Hamburgs Angst vor dem Abstieg

Stich scheint nicht bereit zu sein, sich mit einem neuen Termin und den damit einhergehenden Abstieg in die 250er Serie zu arrangieren, der Club stört sich an der teuren Umrüstung auf Rasen, die zudem den Plänen, ein kombiniertes Tennis- und Hockeystadion zu errichten, im Wege stehen würde. Am Dienstag kam es zu einem Treffen zwischen der HSE und DTB-Vorstandsmitglied Stefan Felsing, um doch zu einer einvernehmlichen Lösung zu kommen. Beide Seiten vereinbarten Stillschweigen und waren für eine Stellungnahme nicht zu erreichen. Carl-Uwe Steeb, Vizepräsident des DTB, bestätigte nur, dass man sich in Gesprächen mit den Hamburger Veranstaltern befinde und „eine gemeinsame Lösung“ anstrebe.

Dass diese bereits gefunden wurde, darf als unwahrscheinlich gelten. In der Hamburger Verbandszentrale des DTB verweist man vorsorglich auf die Möglichkeit, auch nach dem Bewerbungsschluss Gespräche mit der ATP führen zu können. Aufgegeben hat man beim DTB den Wunsch also noch nicht, Hamburg in die Rasensaison zu holen. Gegen den feststehenden Bewerber aus Stuttgart bringt man sich bereits in Stellung: „Über die Finanzierung der Rasenplätze haben sie sich in Stuttgart auch noch keine richtigen Gedanken gemacht“, heißt es.

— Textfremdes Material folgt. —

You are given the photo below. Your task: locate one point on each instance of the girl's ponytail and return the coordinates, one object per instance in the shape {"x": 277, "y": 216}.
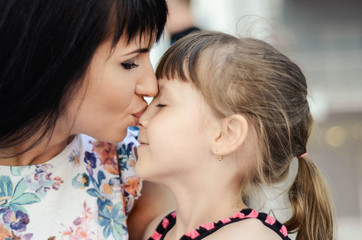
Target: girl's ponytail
{"x": 311, "y": 204}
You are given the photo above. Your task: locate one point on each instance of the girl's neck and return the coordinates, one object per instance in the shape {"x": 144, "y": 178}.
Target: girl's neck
{"x": 202, "y": 203}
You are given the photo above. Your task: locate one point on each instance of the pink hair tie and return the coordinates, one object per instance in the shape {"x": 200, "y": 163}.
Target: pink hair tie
{"x": 303, "y": 155}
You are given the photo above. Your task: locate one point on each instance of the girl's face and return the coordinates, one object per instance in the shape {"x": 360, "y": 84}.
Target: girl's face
{"x": 111, "y": 96}
{"x": 175, "y": 133}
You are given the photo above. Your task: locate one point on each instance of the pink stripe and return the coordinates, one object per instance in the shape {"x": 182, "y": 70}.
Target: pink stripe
{"x": 270, "y": 220}
{"x": 208, "y": 226}
{"x": 165, "y": 223}
{"x": 193, "y": 234}
{"x": 225, "y": 220}
{"x": 238, "y": 215}
{"x": 284, "y": 230}
{"x": 253, "y": 214}
{"x": 156, "y": 236}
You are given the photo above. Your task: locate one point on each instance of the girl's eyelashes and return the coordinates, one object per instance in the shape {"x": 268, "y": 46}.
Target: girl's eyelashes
{"x": 128, "y": 65}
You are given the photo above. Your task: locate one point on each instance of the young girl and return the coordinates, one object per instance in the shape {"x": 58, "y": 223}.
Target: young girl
{"x": 231, "y": 114}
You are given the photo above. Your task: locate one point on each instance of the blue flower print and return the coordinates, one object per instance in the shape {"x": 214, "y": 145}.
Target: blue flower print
{"x": 12, "y": 201}
{"x": 125, "y": 152}
{"x": 91, "y": 160}
{"x": 42, "y": 181}
{"x": 17, "y": 221}
{"x": 102, "y": 201}
{"x": 81, "y": 181}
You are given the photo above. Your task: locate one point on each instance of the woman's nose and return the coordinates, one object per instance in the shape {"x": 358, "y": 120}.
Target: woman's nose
{"x": 147, "y": 85}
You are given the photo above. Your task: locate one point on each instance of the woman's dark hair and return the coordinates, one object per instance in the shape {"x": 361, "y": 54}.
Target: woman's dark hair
{"x": 46, "y": 47}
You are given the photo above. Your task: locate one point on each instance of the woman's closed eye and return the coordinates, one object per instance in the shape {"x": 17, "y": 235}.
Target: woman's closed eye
{"x": 128, "y": 65}
{"x": 161, "y": 105}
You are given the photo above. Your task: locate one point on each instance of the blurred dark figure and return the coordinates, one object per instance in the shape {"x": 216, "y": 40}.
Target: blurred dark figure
{"x": 180, "y": 21}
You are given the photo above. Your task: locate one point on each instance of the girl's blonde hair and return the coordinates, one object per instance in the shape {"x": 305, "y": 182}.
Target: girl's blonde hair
{"x": 250, "y": 77}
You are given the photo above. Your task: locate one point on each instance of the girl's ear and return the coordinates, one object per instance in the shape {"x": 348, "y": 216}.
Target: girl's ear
{"x": 231, "y": 134}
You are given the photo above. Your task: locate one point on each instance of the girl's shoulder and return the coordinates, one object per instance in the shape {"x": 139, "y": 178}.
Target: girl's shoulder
{"x": 249, "y": 224}
{"x": 248, "y": 229}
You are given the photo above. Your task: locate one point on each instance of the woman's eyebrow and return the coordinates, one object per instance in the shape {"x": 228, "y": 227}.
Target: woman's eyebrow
{"x": 138, "y": 50}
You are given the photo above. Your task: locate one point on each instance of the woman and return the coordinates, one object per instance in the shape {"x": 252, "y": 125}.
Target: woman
{"x": 72, "y": 72}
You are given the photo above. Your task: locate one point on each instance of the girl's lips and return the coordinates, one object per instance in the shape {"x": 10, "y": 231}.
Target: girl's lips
{"x": 142, "y": 143}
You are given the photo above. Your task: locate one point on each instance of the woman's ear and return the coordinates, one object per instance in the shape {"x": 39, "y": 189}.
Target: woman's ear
{"x": 231, "y": 134}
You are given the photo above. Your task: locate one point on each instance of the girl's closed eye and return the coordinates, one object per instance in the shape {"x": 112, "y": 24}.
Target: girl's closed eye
{"x": 130, "y": 64}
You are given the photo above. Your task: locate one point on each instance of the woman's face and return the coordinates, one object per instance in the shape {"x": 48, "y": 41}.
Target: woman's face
{"x": 110, "y": 98}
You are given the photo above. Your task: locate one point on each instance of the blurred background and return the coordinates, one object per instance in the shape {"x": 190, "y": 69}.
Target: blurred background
{"x": 324, "y": 37}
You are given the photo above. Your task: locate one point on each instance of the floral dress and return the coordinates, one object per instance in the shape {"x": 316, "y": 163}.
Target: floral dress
{"x": 85, "y": 192}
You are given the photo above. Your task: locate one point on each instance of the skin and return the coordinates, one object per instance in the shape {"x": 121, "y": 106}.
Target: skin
{"x": 181, "y": 140}
{"x": 108, "y": 101}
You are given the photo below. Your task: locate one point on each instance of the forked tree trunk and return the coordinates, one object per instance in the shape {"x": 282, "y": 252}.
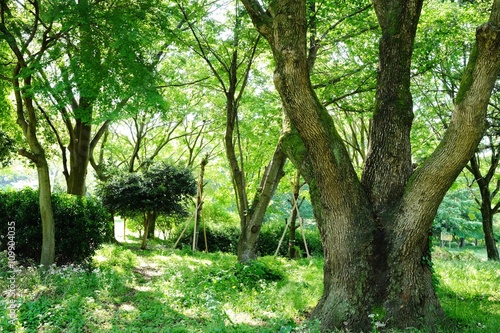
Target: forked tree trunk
{"x": 251, "y": 219}
{"x": 26, "y": 119}
{"x": 292, "y": 250}
{"x": 48, "y": 230}
{"x": 487, "y": 210}
{"x": 375, "y": 232}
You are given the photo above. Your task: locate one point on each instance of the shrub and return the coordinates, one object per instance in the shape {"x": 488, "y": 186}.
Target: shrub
{"x": 225, "y": 239}
{"x": 219, "y": 238}
{"x": 251, "y": 274}
{"x": 81, "y": 225}
{"x": 271, "y": 233}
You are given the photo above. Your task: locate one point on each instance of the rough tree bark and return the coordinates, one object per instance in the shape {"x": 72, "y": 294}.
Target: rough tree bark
{"x": 375, "y": 231}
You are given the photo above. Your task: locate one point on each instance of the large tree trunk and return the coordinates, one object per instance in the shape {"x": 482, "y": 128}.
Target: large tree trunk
{"x": 375, "y": 231}
{"x": 48, "y": 230}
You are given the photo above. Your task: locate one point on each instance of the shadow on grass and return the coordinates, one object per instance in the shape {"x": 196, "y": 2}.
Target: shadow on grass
{"x": 469, "y": 313}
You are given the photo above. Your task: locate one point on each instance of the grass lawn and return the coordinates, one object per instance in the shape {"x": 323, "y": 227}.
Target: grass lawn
{"x": 161, "y": 290}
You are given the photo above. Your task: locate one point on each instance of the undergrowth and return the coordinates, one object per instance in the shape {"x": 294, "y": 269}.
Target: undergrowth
{"x": 161, "y": 290}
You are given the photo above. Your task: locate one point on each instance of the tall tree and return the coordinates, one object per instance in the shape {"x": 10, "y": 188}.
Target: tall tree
{"x": 29, "y": 38}
{"x": 439, "y": 68}
{"x": 103, "y": 65}
{"x": 488, "y": 183}
{"x": 231, "y": 64}
{"x": 375, "y": 229}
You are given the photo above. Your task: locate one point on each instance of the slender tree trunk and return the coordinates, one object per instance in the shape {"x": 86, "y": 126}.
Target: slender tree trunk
{"x": 149, "y": 220}
{"x": 251, "y": 220}
{"x": 27, "y": 120}
{"x": 487, "y": 210}
{"x": 292, "y": 252}
{"x": 199, "y": 202}
{"x": 79, "y": 149}
{"x": 47, "y": 215}
{"x": 375, "y": 233}
{"x": 487, "y": 216}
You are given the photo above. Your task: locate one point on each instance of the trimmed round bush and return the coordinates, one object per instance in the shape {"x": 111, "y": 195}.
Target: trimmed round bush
{"x": 81, "y": 225}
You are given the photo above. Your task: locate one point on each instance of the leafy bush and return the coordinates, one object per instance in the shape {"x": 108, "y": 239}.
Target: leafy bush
{"x": 253, "y": 273}
{"x": 81, "y": 225}
{"x": 219, "y": 238}
{"x": 271, "y": 233}
{"x": 225, "y": 239}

Für Hamburg wäre der Aufwand zwar derselbe, doch scheint der Leidensdruck mit dem für ein Sandplatzturnier ungeeigneten Julitermin so groß zu sein, dass man trotzdem um die frei gewordene Woche im Juni kämpfen will. Auf den eigenen Veranstalter, sowie Halle und Stuttgart, nimmt man beim DTB dann keine Rücksicht mehr.